Contra lo que el boletín de los Leones que dio cuenta de su salida del equipo, Leoncio precisó: "No fue algo acordado, primero ellos decidieron liquidarme y está bien, porque están en su derecho, pero yo alcanzaba unos 200 mil (de finiquito total) y me ofrecían sólo 80 mil, a lo cuál me negué, hasta que llegamos a un acuerdo de 150 mil pesos y que seguiría trabajando ya no por todo el año como estaba estipulado, sino que iniciaría en marzo, con recibos de honorarios de por medio y cobrando los mismos 18 mil pesos.
"Pero luego de que acepté firmar con 50 mil pesos y tres abonos (localidades) menos, me llaman y me dicen para decirme que son 10 mil pesos, ningún peso más, es eso o nada y dije que gracias".
¿Quien te llamó", lo inquirimos y respondió que el portador de la noticia fue el presidente ejecutivo, Mario Ceballos, a quien, empero, deslinda de esa decisión.
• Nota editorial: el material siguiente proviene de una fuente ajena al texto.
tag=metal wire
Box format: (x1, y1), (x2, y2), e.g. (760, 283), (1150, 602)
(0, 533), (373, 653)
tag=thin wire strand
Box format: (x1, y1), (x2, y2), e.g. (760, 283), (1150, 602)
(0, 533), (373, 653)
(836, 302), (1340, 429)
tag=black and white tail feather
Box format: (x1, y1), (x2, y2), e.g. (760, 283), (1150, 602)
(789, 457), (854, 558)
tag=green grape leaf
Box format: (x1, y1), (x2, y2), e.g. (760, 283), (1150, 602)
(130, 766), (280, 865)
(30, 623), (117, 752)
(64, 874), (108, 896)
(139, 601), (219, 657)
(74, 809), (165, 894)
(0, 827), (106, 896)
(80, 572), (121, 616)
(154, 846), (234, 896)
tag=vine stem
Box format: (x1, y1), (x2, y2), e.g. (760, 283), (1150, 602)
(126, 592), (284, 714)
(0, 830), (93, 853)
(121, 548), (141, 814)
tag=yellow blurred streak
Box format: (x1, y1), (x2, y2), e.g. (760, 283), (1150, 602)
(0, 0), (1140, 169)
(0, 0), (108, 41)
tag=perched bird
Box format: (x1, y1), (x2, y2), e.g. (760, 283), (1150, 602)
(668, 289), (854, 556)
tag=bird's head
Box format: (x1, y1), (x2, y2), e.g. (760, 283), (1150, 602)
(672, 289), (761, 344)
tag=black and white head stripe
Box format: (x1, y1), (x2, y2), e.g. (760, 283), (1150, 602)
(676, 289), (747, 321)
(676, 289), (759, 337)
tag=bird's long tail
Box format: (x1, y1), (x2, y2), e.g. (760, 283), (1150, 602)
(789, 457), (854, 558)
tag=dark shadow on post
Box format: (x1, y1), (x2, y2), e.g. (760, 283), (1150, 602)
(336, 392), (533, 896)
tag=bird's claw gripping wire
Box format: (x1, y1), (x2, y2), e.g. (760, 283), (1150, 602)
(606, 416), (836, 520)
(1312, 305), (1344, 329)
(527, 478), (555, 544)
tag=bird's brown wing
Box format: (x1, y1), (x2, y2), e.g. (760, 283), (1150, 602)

"No, no creo que fuera una decisión de Mario, eso es algo que fue consensuado con el dueño del equipo (Gustavo Ricalde Puerto)", presume la más famosa mascota deportiva del sur del país al tiempo de recordar otra frase que suena lapidaria, pero que según él le fue expresada: "Si corrimos al "Rayo" Arredondo (oficialmente no fue corrido, sino que la liga no lo dejó jugar por no llegar a un acuerdo) y no pasó nada, entonces tampoco sucederá nada contigo".
"Está bien que piensen así, no hay problema, no puedes obligar a alguien a que te de trabajo cuando no quiere, dicen que la prioridad es el equipo y creo que tienen la razón, pero después de tantos años, también creo que si bien no soy parte del equipo, al menos sí lo era del espectáculo; todo era alegría por 30 años de trabajo ( en verdad son casi 31, pero varios de ellos no fueron con los Leones de los que años atrás salió por otro desacuerdo y fue sustituido unas tres temporadas por las mascotas Striky y Poncho) y ahora te salen con esto".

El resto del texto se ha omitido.